Again, if you change the standard deviation from 10 to 1000, which means that the white noise actually beat the existing rule.. to be simple, there is not that much linear regression during that data range.  You can still build a linear model on it but the R squared turned out to be really really small.

1000

The R squared here is 0.0003613 , which indicates our linear model is really a bad model to fit the datasets.

The model says the slope is -0.6669 which is complete nonsense…

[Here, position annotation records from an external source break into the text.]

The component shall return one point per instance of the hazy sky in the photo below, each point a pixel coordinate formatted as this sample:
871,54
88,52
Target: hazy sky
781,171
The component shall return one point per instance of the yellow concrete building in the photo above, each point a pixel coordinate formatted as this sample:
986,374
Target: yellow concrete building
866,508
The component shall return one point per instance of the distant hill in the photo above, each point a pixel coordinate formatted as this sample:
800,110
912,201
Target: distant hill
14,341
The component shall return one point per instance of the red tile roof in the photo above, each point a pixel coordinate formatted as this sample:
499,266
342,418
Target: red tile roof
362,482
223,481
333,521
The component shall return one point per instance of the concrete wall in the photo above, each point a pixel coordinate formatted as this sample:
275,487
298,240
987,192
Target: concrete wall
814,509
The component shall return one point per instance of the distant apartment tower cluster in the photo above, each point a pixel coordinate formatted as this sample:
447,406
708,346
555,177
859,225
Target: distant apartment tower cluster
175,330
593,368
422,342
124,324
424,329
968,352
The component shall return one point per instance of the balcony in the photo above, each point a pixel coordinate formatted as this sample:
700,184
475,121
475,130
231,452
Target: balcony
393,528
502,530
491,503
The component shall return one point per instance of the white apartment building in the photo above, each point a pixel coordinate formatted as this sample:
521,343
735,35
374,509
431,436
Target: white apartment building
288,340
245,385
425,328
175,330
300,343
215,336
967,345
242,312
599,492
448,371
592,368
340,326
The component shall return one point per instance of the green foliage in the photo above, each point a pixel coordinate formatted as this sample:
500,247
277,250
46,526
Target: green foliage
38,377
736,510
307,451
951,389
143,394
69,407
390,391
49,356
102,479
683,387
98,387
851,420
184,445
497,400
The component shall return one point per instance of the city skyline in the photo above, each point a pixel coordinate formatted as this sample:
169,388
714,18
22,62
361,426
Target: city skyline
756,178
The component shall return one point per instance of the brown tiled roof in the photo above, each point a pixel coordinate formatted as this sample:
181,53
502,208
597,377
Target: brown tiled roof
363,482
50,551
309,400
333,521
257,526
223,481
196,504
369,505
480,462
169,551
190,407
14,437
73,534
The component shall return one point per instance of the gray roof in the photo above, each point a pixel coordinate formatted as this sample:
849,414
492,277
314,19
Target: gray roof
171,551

In conlusion, R-squared gives a pretty good idea of how the data points line up with your model.

Then the question is where does the name R – squared come from?

The R is actually Pearson product moment correlation coefficient (Pearson’s R), whose definition is the covariance divide by the product of their own standard deviation.

r <- cov(x, y, method=”pearson”) / (sd(x)*sd(y))

> r^2

[1] 0.9693628

Which lines up perfectly with the R-squared in our linear model above(sd=5).

(References: Pearson Correlation Coefficient, Coefficient of Determination.)